NGO files court challenge of PAGCOR’s online authority

TAGs: CEZA, PAGCOR, Philippines

pagcor-court-challenge-online-gambling-authorityAnti-online gambling groups in the Philippines aren’t giving up on their hope of convincing the courts of revoking the local gaming regulator’s ability to issue online gambling licenses.

On Monday, a local advocacy group calling itself the Anti-Trapo Movement of the Philippines (ATM) petitioned the country’s Supreme Court to issue an injunction preventing the Philippine Amusement and Gaming Corporation (PAGCOR) from issuing online gambling licenses.

ATM chairman Leon Peralta (pictured, delivering his petition) has asked the Court to revoke the 35 Philippine Offshore Gaming Operator (POGO) licenses that PAGCOR issued last fall as part of the regulator’s efforts to centralize control over the country’s online gambling industry.

The ATM’s petition further claims that PAGCOR’s POGO program “is violative of” Philippine President Rodrigo Duterte’s Executive Order #13, “which specifically defined and clarified the individual authorities granted under the laws by which it was created to each government agency.”

The ATM isn’t the only one trying to get the Court to scuttle PAGCOR’s POGO program, as a different NGO filed a similar petition last December. More recently, Philippine Sen. Francis Escudero voiced the rather silly argument that, since PACGOR’s charter was written before online gambling was invented, the activity remains outside PAGCOR’s scope of influence.

Last week, Philippine Sen. Richard Gordon suggested forming a new regulatory body whose sole area of influence would be online gambling. At present, PAGCOR shares that responsibility with a number of the country’s special economic zones, including the Cagayan Economic Zone Authority (CEZA).

Throughout these challenges to its authority, PAGCOR has consistently maintained that it has both the right and the capacity to regulate online gambling operations in keeping with Duterte’s wish to restructure the industry and boost government tax revenues.

Meanwhile, Friday saw CEZA issue yet another statement denying having issued an online gambling license to Jack Lam, who (until recently, at least) runs the Fontana Casino inside the Clark Freeport Zone.

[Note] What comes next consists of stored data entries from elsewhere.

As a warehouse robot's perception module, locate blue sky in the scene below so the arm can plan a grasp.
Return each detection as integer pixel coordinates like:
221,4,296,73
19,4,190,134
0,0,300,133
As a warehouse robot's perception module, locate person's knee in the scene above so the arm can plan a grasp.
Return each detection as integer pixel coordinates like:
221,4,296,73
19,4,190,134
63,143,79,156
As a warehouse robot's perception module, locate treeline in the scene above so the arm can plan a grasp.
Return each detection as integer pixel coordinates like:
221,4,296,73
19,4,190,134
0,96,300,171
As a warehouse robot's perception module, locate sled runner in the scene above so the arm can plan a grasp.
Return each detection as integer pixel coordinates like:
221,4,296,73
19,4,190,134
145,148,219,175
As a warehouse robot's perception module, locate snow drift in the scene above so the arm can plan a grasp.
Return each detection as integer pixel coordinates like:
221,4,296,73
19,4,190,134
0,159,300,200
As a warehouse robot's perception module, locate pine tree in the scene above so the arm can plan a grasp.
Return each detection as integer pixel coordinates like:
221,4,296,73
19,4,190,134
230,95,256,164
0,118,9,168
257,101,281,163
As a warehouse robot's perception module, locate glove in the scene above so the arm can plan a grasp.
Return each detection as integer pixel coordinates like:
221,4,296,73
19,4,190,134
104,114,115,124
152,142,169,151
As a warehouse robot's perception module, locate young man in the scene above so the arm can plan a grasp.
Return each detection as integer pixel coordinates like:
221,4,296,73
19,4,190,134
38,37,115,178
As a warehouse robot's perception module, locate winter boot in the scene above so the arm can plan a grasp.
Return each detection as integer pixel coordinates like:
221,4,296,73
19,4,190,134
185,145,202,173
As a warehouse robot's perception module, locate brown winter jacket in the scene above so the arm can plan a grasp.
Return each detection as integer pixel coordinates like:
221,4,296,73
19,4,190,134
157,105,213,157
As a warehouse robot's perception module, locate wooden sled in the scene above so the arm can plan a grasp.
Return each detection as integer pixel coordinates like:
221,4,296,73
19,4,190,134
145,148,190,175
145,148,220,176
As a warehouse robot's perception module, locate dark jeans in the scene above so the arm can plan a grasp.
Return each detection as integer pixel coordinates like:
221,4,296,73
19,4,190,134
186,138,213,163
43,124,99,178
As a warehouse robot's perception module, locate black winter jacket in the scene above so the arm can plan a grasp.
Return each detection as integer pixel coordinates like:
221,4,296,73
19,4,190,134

The legality of Lam’s online operations has been the subject of massive investigation after over 1,300 illegal Chinese workers were arrested in the Freeport last November.

As it originally stated last December, CEZA reiterated that Philippine law restricts it to operating within the Cagayan Economic Zone and therefore CEZA is “not authorized to issue licenses and/or accreditations to companies that intend to operate within the Clark Freeport.” (For what it’s worth, the ATM filed a graft complaint against Clark Freeport officials last December for tolerating illegal gambling under their noses.)

CEZA also took issue with PAGCOR chairperson Andrea Domingo’s testimony last week to a Senate committee investigating the Lam affair, at which Domingo claimed that the government “has been losing at least P6b (US $119.3m) annually from unregulated online gambling franchises granted by CEZA” such as those run by Lam.

CEZA claimed that Domingo’s P6b estimate was “exaggerated” and that CEZA was “a consistent top taxpayer in Region II and a consistent dividends remitter.” CEZA claimed it had provided the government with over half of the P4b earnings that CEZA received from its gambling licensees between 2005 and 2016.

The First Cagayan Leisure and Resort Corporation is fighting for its life following Duterte issuing his EO #13, which requires online gambling licensees to base their entire operations within the confines of the economic zone that issued their license. First Cagayan has been lax about keeping its technology infrastructure up to date and now finds itself scrambling to upgrade its facilities in a bid to hold on to its dwindling list of licensees.